Certainly, it would be captious to give relevance to life in the universe only because of its spatio-temporal presence. Life has to do with the increasing complexity of the phenomena we observe. Does this directionality in complexity indicate the existence of an intrinsic teleology of the universe? We live in a universe where the separation between systems is possible and real: science, and in particular physics, is used to working with "determined" systems or phenomena: with robust characteristics and properties, which maintain a certain regularity over time: why is this so? Why, moreover, do we perceive individual systems with certain determined properties and not others?

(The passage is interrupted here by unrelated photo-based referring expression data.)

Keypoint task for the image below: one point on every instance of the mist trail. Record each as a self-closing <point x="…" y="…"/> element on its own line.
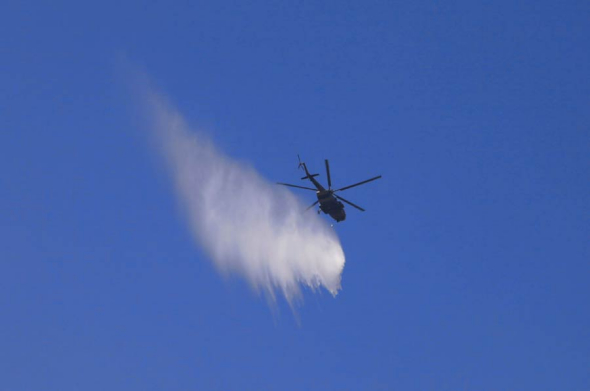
<point x="247" y="225"/>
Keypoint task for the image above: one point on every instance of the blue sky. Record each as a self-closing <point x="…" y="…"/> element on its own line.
<point x="469" y="270"/>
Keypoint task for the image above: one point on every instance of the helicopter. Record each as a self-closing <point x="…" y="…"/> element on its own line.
<point x="328" y="200"/>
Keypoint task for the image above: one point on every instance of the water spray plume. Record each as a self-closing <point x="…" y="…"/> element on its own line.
<point x="247" y="225"/>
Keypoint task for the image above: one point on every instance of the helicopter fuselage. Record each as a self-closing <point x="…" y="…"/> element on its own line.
<point x="330" y="205"/>
<point x="329" y="202"/>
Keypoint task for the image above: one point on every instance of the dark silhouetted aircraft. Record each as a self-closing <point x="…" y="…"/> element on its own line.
<point x="328" y="200"/>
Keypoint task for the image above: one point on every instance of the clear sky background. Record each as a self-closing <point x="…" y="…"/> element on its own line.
<point x="469" y="270"/>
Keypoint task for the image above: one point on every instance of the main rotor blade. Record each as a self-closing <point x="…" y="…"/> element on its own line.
<point x="299" y="187"/>
<point x="358" y="184"/>
<point x="312" y="205"/>
<point x="349" y="203"/>
<point x="328" y="173"/>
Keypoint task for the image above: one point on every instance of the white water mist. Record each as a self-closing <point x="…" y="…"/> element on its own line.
<point x="247" y="225"/>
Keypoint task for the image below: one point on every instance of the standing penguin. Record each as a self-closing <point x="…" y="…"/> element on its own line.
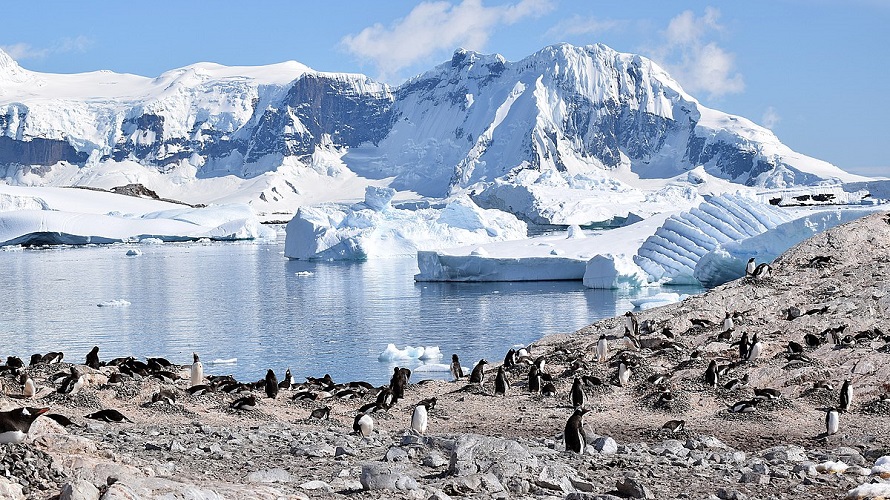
<point x="832" y="421"/>
<point x="574" y="433"/>
<point x="197" y="375"/>
<point x="477" y="376"/>
<point x="500" y="382"/>
<point x="457" y="371"/>
<point x="846" y="396"/>
<point x="602" y="349"/>
<point x="93" y="358"/>
<point x="711" y="376"/>
<point x="271" y="384"/>
<point x="577" y="394"/>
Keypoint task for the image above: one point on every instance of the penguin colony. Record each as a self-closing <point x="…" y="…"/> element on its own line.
<point x="614" y="362"/>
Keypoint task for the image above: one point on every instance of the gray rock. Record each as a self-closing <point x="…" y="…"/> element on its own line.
<point x="79" y="489"/>
<point x="605" y="445"/>
<point x="380" y="476"/>
<point x="473" y="453"/>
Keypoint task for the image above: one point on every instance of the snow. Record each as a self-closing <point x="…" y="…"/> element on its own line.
<point x="77" y="217"/>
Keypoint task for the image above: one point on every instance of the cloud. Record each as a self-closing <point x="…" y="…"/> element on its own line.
<point x="580" y="25"/>
<point x="770" y="118"/>
<point x="433" y="27"/>
<point x="22" y="51"/>
<point x="698" y="64"/>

Both physics and Philosophy are interested in all reality. It is not true that physics is interested only in measurable material reality. It is also interested in establishing logical relationships and hierarchies between the formal descriptions of reality it arrives at, in the form of principles or laws. The resource to measurement is simply a way of defining the method of the knowledge. The human knowledge advances by analogies, and comparison with a unit of measurement offers a very powerful analogy for establishing principles, laws, theories and models. Can physics use other analogies to travel the path from the known to the unknown? Aristotelian physics did. Perhaps now we are not so far away from building new bridges to a renewed Aristotelianism, allowing new analogies of being as presuppositions of a renewed physics.

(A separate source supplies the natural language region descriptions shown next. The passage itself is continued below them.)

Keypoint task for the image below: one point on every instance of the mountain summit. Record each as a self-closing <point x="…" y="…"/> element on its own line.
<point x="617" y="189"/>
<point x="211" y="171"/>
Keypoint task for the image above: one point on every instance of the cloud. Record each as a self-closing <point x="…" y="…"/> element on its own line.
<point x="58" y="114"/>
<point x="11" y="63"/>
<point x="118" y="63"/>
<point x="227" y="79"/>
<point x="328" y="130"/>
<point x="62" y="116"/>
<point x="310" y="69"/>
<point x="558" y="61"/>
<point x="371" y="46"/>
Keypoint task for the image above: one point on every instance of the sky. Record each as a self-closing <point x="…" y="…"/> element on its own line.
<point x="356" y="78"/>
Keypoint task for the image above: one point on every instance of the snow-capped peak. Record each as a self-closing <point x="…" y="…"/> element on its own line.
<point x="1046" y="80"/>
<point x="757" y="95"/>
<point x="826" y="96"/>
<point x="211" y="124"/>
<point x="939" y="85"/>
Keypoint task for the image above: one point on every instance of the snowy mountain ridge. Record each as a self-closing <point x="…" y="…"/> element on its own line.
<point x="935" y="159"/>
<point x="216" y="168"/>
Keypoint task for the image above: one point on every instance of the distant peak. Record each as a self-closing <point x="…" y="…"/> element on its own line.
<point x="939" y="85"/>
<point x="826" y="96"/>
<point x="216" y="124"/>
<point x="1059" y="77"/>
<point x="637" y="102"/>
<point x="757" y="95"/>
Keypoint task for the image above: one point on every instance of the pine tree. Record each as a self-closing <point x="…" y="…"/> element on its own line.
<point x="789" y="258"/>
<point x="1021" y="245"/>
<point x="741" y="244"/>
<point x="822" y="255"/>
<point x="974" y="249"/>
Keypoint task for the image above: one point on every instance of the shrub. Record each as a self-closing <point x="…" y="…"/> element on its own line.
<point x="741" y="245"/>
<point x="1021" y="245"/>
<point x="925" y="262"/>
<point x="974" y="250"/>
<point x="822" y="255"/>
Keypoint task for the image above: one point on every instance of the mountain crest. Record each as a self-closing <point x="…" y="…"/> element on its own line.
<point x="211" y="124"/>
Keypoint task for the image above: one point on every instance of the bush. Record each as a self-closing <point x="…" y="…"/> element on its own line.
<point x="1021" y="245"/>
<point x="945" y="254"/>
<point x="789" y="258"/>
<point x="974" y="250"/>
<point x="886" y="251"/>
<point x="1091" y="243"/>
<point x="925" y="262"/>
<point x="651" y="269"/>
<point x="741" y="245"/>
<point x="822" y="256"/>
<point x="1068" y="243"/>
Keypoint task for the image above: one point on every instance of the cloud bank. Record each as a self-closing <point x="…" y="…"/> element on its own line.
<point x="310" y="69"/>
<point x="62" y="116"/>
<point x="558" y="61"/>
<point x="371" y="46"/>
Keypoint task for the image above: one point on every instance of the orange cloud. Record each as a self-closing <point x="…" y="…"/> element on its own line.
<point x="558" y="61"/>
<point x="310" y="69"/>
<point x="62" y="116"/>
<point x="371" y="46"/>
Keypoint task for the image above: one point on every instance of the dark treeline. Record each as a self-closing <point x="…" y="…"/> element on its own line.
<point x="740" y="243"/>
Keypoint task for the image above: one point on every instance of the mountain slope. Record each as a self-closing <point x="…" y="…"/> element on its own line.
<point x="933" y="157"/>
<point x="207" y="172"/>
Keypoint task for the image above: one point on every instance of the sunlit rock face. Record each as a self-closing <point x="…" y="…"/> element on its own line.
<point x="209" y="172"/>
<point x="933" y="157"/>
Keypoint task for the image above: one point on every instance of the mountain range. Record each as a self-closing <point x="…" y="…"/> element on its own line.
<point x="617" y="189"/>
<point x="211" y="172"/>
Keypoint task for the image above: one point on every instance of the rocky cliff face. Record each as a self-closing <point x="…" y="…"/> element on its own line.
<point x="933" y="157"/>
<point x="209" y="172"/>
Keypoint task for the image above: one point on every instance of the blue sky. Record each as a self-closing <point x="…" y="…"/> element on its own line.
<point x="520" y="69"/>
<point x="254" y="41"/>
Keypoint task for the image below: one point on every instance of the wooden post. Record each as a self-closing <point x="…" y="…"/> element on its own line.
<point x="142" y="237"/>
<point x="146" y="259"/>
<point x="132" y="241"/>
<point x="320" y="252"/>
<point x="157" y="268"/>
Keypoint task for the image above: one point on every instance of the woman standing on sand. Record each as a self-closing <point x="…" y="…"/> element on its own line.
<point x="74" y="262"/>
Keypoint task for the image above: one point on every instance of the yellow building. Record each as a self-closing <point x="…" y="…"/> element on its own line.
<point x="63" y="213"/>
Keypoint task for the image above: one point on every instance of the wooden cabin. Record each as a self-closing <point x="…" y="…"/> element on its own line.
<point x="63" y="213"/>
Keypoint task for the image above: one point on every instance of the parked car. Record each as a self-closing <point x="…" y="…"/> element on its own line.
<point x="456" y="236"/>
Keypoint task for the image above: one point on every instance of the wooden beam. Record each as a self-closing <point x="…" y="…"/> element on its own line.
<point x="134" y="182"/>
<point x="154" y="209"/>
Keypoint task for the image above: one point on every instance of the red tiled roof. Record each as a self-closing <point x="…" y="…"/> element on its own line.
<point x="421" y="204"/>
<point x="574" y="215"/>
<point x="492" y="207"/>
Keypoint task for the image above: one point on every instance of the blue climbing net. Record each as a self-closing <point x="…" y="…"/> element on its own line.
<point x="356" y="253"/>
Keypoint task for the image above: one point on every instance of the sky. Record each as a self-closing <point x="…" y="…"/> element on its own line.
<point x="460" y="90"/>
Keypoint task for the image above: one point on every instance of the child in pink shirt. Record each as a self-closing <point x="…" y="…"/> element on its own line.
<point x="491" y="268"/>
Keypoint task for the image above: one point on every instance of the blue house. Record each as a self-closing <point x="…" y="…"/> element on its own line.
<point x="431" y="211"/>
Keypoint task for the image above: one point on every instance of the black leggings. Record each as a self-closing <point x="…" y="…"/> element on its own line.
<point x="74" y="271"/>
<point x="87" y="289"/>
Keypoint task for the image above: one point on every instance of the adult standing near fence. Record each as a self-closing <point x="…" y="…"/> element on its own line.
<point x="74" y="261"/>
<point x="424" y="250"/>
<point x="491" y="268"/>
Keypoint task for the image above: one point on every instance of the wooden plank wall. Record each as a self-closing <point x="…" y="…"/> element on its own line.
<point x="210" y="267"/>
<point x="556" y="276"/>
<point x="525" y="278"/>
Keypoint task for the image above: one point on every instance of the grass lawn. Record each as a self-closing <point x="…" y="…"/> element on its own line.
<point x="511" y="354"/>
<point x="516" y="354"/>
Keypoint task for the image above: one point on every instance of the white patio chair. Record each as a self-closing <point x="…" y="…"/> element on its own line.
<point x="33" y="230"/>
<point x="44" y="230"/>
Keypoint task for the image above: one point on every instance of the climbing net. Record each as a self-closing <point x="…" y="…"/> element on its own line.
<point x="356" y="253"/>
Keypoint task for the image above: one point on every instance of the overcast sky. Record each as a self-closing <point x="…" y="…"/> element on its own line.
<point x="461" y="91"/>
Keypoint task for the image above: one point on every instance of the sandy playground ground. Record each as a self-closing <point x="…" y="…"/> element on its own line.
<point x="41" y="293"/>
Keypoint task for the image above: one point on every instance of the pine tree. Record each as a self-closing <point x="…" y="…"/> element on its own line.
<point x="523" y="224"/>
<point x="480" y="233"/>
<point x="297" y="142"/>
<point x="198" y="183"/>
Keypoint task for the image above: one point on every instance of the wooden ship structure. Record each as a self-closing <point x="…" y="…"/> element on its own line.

What I mean by these reflections is that the reductionist program of naturalization of the universe should not be rejected so lightly. This is not the enemy of wonder. My thesis is that even within such a paradigm there are reasons that point to the need for methodological renewal if progress is to be made in its physical and philosophical understanding. A uniquely beautiful universe is the one to which contemporary physics has been pointing for some time. In this regard, I would like to highlight the recent comments of physicist Frank Wilczek, recipient of the award Templeton 2022. It is only necessary that the Philosophy of nature and the Humanities pick up the gauntlet, do not reject the field where this game is played and show their best critical capacity to recover the astonishment as a starting point that physics also provides.
The dialogue between science and Humanities based on beauty can help to create the subject of intellectual friendship that our society needs. We are reminded of the urgency of this partnership by the present "conviction that, in addition to specialized scientific developments, communication between disciplines is necessary, since reality is one, even if it can be approached from different perspectives and with different methodologies"(Fratelli tutti, n. 204). It is then a matter of promote intellectual friendship between those disciplines that believe in truth and that man can find it and be amazed by it. Perhaps our "post-truth" era, lacking in firm references, will allow a renewed meeting between these fields of the human knowledge that should never have clashed, that should profess mutual admiration, and continue to be called to serve each other.